By Melissa Starkey
Mt. Cuba Center’s natural lands span more than 1000 acres, including meadows, forests, and old farm fields with the potential to be transformed into rich habitats that provide ecosystem functions and services. In one of our latest projects, Mt. Cuba’s natural lands manager, Nate Shampine, and his team are converting a 10-acre degraded site into a native upland meadow. The goal of this project is to create a natural-looking meadow brimming with native wildflowers that support pollinators and other native species.
Preparing the Site
Work to prepare the site for the new meadow started in August of 2021. One of the biggest challenges with installing and managing a meadow is that initial competition by invasive weeds can result in poor establishment of the native plants. Therefore, it is best to start with as clean of a slate as possible to give the desired plants the best chance to survive and thrive. To this end, the Mt. Cuba team carried out multiple weed control applications throughout the 2021 and 2022 growing seasons, with the goal of exhausting the unwanted weed seedbank in the soil prior to planting.

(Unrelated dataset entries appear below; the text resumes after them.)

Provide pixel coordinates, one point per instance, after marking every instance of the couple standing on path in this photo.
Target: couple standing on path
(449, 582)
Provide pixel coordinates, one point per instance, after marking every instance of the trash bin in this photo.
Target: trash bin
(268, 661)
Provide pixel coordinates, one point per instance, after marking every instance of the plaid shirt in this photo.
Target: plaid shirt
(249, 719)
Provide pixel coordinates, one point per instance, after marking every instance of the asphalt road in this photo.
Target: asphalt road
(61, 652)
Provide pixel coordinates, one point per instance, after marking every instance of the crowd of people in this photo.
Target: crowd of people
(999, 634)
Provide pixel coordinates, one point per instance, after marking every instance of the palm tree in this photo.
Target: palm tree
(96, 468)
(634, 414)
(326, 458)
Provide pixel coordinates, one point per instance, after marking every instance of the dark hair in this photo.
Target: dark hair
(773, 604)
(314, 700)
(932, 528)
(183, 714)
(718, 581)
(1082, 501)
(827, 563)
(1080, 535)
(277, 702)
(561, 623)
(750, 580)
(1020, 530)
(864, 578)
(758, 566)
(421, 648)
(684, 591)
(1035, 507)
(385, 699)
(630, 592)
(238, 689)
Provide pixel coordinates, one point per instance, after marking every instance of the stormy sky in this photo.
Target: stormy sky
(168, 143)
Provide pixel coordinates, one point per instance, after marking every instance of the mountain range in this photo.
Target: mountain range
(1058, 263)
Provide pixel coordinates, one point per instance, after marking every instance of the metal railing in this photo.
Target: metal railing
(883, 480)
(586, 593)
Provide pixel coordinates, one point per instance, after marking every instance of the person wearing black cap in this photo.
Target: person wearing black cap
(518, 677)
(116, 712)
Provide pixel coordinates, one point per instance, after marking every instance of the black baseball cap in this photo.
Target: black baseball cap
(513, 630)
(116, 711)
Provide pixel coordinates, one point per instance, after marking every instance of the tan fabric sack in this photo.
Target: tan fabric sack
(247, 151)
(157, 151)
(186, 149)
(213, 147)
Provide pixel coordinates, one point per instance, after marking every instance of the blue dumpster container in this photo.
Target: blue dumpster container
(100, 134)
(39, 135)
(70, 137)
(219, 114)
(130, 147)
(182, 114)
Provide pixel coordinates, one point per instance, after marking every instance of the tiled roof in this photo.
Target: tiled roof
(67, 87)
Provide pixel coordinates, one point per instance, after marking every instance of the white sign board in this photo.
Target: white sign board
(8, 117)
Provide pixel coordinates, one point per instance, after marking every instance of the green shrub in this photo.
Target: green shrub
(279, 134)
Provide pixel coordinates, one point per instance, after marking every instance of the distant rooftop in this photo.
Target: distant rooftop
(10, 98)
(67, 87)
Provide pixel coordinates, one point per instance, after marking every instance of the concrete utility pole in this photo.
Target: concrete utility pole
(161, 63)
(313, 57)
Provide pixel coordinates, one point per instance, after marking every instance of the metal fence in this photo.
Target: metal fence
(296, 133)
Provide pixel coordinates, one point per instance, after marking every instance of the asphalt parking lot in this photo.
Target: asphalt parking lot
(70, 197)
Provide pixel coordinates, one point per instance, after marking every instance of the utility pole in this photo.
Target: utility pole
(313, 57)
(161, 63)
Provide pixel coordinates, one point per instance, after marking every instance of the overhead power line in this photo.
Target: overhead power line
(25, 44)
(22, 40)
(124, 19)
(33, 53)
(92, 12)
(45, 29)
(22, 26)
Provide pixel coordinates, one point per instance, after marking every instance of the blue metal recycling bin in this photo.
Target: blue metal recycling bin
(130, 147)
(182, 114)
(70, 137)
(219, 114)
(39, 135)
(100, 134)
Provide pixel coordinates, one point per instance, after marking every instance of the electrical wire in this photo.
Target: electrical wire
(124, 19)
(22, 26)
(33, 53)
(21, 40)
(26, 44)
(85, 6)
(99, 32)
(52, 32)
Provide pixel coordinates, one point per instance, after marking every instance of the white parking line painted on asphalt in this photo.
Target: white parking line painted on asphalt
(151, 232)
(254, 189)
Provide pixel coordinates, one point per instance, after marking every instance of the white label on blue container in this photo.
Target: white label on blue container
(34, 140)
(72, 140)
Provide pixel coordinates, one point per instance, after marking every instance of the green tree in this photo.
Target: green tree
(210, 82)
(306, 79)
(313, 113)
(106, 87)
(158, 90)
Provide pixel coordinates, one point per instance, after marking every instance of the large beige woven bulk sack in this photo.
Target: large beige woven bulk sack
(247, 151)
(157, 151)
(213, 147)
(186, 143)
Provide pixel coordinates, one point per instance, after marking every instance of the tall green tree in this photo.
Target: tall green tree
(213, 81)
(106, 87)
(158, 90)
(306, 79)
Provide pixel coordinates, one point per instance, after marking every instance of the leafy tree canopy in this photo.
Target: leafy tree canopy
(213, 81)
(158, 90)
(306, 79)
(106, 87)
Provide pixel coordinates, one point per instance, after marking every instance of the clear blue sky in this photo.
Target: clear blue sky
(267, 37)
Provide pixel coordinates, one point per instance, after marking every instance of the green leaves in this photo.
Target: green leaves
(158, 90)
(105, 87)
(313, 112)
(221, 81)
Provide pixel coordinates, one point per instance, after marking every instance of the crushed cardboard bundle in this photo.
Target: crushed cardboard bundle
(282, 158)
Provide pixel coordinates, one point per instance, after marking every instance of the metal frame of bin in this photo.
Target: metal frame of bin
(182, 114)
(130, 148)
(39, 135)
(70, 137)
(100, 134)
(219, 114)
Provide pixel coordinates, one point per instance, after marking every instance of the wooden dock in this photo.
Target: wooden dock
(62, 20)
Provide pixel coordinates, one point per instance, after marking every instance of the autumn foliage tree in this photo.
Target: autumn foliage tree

Image 1: The degraded field on Mt. Cuba’s natural lands which will one day be an ecologically functional meadow.
Selecting the Seeds
Shampine designed a fully customized seed mix of 39 native plant species historically found in the Piedmont region of Delaware, with a ratio of 60% wildflowers to 40% grasses. In order to maximize genetic diversity, Mt. Cuba purchased seeds from three different suppliers and used local ecotypes to ensure that the selections are genetically appropriate for our region. In addition, volunteers collected and cleaned seeds for one commercially unavailable grass species, broomsedge bluestem (Andropogon virginicus), from Mt. Cuba’s property so that it could also be included in the mix. Designing a meadow with increased species diversity and genetic variation will help to build a resilient landscape that has the genetic toolkit to withstand potential future challenges, such as climate change, disease, and invasive species.
Image 2: Native plant seeds of all shapes and sizes were included in the fully customized meadow mixture.
Since the site is less than 20 acres in size, the primary goal for the meadow is to support pollinators rather than grassland birds, such as bobolinks and meadowlarks, which need larger habitat areas. Therefore, the seed mixture contained a diverse array of native wildflowers that bloom throughout multiple seasons to maximize floral resources for pollinators. The unique blend included species less common in meadow plantings, such as Culver’s-root (Veronicastrum virginicum), and not just one but seven species each of goldenrod (Solidago) and native bush clover (Lespedeza). Shampine focused on including shorter growing grass species, such as broomsedge bluestem, purple lovegrass (Eragrostis spectabilis), and little bluestem (Schizachyrium scoparium), while avoiding large, aggressive native grasses, such as yellow Indian grass (Sorghastrum nutans) and big bluestem (Andropogon gerardi), that can outcompete other species and result in a monoculture.
Planting the Site
The team planted the new meadow in January 2023 to allow for the cold stratification that many wildflower seeds need to germinate. They planted the seeds using a no-till seed drill, which minimizes soil disturbance by only disrupting the top layer of soil.
Image 3: The Mt. Cuba team used a no-till seed drill to disperse and plant the seeds with minimal disturbance.
Since the seeds in the mixture varied greatly in size, weight, and shape, ranging from solid and heavy Senna hebecarpa seeds to light and fluffy grass seeds, the team had to calibrate the machine to ensure proper distribution when planting. Shampine opted for a seeding rate of 50 seeds per square foot, which accounts for losses due to low germination rates, seeds being eaten by birds, and other factors. The team planted over 24 million seeds weighing a total of 90 pounds, with an end goal of establishing three to five mature plants per square foot.
Image 4: Transforming the degraded field into a meadow one row at a time.
Looking to the Future
Installing a meadow from scratch is a long-term project which requires extensive preparation and forward thinking — seeing results will take time. During the first two growing seasons, the team will mow the newly planted site at a height of 8-12 inches, which will reduce competition from weeds and allow the newly germinated shorter vegetation to establish. While a few annuals such as Rudbeckia species might pop up this year, substantial growth will be clearer by year three, and some species will take up to five to seven years to appear. Mt. Cuba plans to do more meadow restorations each year, so keep checking back to watch our new meadows grow!